Quando éramos mais novos, as leis e as instituições eram uma chatice, um empecilho à nossa liberdade, à alegria e à festa. Existiam para nos aborrecer, para proibir, para castigar, para nos aprisionar. Crescemos, amadurecemos e envelhecemos e percebemos agora que nos ajudavam a não perder tanto tempo. Agora sabemos que resultaram da sabedoria e da vida de outros. Precisamos de fazer o nosso caminho. E, ao partirmos, queremos que os mais novos encontrem em nós referências, testemunho, desafio, encontrem a sabedoria que fomos adquirindo, ainda que saibamos que também vão bater muitas vezes com a cabeça e magoar-se.
Ben Sirá diz-nos que ser fiel aos mandamentos não é um sacrifício nem uma obrigação, depende da minha, da tua, da nossa vontade. No entanto elucida-nos: «Deus pôs diante de ti o fogo e a água: estenderás a mão para o que desejares. Diante do homem estão a vida e a morte: o que ele escolher, isso lhe será dado. Porque é grande a sabedoria do Senhor, Ele é forte e poderoso e vê todas as coisas. Seus olhos estão sobre aqueles que O temem, Ele conhece todas as coisas do homem. Não mandou a ninguém fazer o mal, nem deu licença a ninguém de cometer o pecado».
O salmo mostra a felicidade daqueles que seguem o Senhor: «Felizes os que seguem o caminho perfeito e andam na lei do Senhor… que observam as suas ordens e O procuram de todo o coração... Oxalá meus caminhos sejam firmes na observância dos vossos decretos… Abri, Senhor, os meus olhos para ver as maravilhas da vossa lei... Ensinai-me, Senhor, o caminho dos vossos decretos, para ser fiel até ao fim. Dai-me entendimento para guardar a vossa lei e para a cumprir de todo o coração».
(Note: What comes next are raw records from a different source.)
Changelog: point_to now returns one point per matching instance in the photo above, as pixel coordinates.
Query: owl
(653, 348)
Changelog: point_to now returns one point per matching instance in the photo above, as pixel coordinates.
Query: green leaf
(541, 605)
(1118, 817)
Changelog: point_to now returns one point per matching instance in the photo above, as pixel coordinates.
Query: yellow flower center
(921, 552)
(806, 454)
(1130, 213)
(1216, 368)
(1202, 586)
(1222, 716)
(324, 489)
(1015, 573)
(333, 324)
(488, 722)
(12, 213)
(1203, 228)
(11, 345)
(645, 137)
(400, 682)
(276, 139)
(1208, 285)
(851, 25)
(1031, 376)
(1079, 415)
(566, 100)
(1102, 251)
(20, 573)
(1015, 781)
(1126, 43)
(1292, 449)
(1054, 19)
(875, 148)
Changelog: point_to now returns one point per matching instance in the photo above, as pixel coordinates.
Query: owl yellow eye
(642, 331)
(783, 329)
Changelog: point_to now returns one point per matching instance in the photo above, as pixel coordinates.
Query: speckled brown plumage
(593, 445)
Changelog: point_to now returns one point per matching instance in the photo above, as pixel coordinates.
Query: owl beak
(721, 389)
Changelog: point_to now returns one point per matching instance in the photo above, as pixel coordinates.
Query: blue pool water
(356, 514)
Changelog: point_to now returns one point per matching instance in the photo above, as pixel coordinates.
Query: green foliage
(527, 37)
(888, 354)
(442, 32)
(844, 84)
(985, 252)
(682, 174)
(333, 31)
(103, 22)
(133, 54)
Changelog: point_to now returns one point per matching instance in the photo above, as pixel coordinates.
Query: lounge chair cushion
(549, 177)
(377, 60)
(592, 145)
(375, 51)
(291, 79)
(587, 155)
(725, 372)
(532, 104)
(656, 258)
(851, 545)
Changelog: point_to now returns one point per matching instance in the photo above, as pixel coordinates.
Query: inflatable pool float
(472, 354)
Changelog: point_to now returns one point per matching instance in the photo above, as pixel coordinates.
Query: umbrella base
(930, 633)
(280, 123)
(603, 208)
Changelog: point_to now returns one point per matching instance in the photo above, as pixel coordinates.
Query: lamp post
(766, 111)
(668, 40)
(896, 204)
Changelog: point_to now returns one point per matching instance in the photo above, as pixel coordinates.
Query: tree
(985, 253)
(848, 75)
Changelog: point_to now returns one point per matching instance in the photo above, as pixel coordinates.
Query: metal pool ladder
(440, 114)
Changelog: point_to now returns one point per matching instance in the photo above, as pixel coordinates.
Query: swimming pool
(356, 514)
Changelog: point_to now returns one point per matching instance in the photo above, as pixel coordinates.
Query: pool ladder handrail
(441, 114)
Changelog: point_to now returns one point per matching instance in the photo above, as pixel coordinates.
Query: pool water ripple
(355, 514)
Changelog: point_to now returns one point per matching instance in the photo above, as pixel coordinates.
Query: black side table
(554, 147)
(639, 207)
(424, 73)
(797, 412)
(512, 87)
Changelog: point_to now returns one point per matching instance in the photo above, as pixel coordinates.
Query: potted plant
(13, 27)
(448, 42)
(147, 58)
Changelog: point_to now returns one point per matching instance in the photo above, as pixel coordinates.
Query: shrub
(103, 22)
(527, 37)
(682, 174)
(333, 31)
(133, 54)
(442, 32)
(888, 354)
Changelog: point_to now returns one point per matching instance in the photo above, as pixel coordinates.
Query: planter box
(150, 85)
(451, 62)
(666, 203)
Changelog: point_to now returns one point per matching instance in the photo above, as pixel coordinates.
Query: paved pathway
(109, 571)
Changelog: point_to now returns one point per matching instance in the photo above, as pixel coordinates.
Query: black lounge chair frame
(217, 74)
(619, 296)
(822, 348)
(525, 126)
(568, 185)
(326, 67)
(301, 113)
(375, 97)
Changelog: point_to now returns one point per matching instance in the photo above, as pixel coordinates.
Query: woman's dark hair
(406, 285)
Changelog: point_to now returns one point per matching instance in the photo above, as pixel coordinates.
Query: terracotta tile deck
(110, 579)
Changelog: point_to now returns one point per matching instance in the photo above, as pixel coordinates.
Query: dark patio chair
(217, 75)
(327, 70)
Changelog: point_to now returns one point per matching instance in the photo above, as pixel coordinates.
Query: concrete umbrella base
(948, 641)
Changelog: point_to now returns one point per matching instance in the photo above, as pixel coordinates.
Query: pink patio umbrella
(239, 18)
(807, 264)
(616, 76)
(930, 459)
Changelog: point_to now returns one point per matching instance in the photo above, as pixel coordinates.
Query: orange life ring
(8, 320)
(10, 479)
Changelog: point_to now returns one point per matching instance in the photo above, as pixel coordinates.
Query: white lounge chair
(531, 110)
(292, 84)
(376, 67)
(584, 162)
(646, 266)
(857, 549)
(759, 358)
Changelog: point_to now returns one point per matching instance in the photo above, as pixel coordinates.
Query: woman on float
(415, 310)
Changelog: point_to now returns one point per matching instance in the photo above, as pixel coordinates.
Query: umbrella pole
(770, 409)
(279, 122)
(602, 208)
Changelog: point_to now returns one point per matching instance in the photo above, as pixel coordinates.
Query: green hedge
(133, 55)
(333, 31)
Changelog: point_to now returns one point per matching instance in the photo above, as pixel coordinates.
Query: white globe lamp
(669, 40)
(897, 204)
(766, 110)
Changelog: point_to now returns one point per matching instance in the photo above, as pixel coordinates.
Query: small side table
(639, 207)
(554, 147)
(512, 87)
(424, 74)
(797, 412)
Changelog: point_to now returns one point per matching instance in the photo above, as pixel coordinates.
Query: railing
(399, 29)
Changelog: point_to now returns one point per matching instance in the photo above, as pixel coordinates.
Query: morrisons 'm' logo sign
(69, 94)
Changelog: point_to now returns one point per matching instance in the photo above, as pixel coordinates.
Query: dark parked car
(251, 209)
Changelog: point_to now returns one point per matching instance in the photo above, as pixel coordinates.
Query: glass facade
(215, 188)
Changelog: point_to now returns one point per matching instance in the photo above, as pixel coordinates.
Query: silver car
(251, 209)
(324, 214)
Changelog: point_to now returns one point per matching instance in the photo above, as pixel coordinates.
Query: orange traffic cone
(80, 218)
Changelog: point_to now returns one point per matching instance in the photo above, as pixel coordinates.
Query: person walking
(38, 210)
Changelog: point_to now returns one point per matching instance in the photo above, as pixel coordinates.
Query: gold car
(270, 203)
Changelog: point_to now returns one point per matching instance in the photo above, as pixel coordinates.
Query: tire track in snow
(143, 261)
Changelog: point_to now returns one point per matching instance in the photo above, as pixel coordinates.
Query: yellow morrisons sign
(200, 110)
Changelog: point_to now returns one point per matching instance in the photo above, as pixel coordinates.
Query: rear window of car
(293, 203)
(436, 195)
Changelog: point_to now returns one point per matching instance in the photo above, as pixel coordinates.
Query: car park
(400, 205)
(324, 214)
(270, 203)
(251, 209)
Para concluir estes dois textos nada melhor que a oração de coleta: «Senhor, que prometestes estar presente nos corações retos e sinceros, ajudai-nos com a vossa graça a viver de tal modo que mereçamos ser vossa morada».
5 – São Paulo, na Carta aos Coríntios, continua a falar de humildade e despojamento, de quem se apronta para acolher a vontade de Deus, a Sua misericórdia e a Sua sabedoria. Só Deus pode garantir-nos eternamente.
Diante da comunidade, Paulo não quer outra coisa que não seja anunciar Jesus, crucificado e ressuscitado, para que uns e outros, judeus e gregos, livres e escravos, homens e mulheres, todos possam aceder à salvação colocada ao nosso alcance por Jesus Cristo.